The study involved a quantitative research technique called “difference in differences,” which mimics a controlled experiment with observational data. Difference-in-differences studies use variation in the timing and location of a “treatment variable” (such as BLM protests or police killings) to sort data into artificial control groups and treatment groups; researchers can then compare an event’s apparent effects in different settings or time periods. The new study compared police killings in cities that experienced BLM protests with those that did not.
“It’s really difficult to measure Black Lives Matter protests and lethal use of force by the police,” notes the study’s author, Travis Campbell, an economist at the University of Massachusetts Amherst. This is mainly because comprehensive data on police killings are lacking: the federal government does not track police officers’ lethal use of force, and media and grassroots organizations attempt to fill the void via Freedom of Information Act requests and crowdsourcing efforts.
Aislinn Pulley is a co-founder of Black Lives Matter Chicago, which has compiled a list of everyone who died at the hands of the Chicago Police Department since 2011. “It’s extraordinarily important to have concrete data of the numbers of incidents that involve police violence of all stripes, from killings to torture to being held incommunicado in police stations to people who died in custody,” she says. “We didn’t have access to that data prior to the movement—and we still have only partial access.”
Because the national picture of police homicides remains incomplete, “the big issue is that you may undercount the true number of fatal interactions” with police—especially in lower-population areas where media coverage may be lacking—Campbell says.
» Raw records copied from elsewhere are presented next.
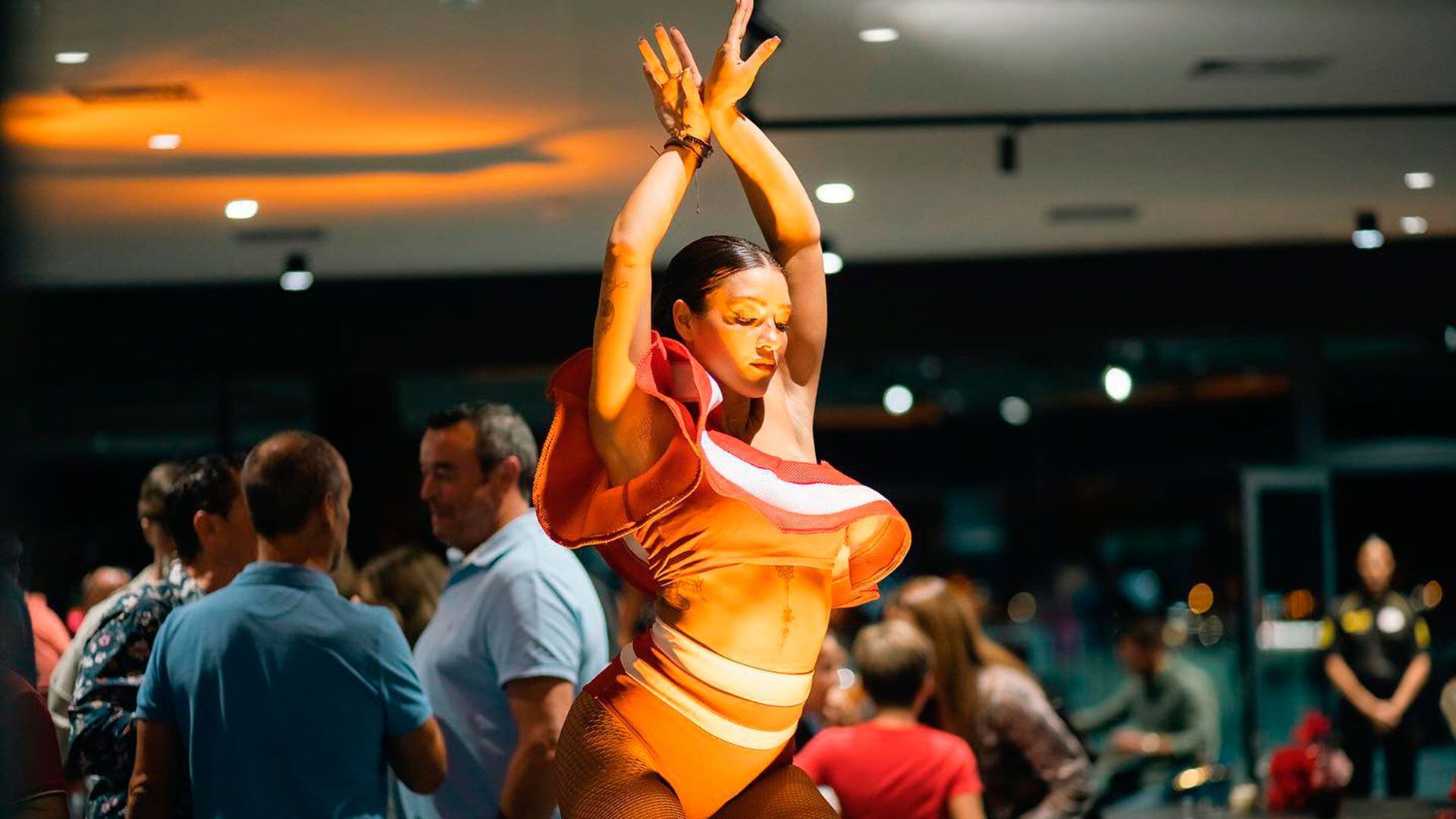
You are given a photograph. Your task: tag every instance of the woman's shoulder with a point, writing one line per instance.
(1008, 686)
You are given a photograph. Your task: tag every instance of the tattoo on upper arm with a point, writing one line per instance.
(609, 311)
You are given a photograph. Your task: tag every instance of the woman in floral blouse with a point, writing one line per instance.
(114, 662)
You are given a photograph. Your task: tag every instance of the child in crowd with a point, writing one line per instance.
(893, 765)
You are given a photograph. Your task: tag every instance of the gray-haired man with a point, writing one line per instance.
(519, 629)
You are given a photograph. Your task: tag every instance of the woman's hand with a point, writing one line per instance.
(674, 88)
(731, 74)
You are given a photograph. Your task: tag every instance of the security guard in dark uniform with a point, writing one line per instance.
(1378, 661)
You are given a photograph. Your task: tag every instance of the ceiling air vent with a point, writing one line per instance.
(1253, 67)
(155, 93)
(267, 235)
(1075, 215)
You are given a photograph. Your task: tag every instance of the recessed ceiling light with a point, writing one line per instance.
(296, 280)
(240, 209)
(1414, 224)
(899, 400)
(1367, 232)
(1367, 240)
(1420, 180)
(880, 36)
(1117, 382)
(1015, 410)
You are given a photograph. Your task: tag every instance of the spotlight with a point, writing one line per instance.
(899, 400)
(1119, 384)
(1006, 153)
(240, 209)
(296, 275)
(880, 36)
(1420, 180)
(1367, 234)
(833, 262)
(1015, 410)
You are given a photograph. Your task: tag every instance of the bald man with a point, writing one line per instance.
(286, 698)
(1378, 661)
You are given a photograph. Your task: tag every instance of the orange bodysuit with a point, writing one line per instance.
(746, 554)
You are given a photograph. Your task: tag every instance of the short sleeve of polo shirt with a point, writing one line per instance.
(405, 703)
(155, 697)
(529, 630)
To address this, he gave greater weight to results from larger cities, where he says news reports of police killings and protests likely had more accurate estimates of both. He analyzed the relationship between protests and police homicides using several different techniques and consistently found similar results.
This is also why that even if you don’t think police abolition is realistic, you should still support police abolition. Liberals so often misunderstand the politics of organizing. They want to take a position they think is reasonable and can defend on the policy merits. The problem with that is that this is not how compromises are forged and change made. You take the strongest possible position and realize that you probably won’t get there. It’s highly unlikely that the police will ever be abolished in this nation. But without direct verbal attacks on the police’s right to exist as an institution, there is no real political pressure to force them to change their racist, violent, murderous message. The morals of the issue are far more important than the detailed policy questions of implementation.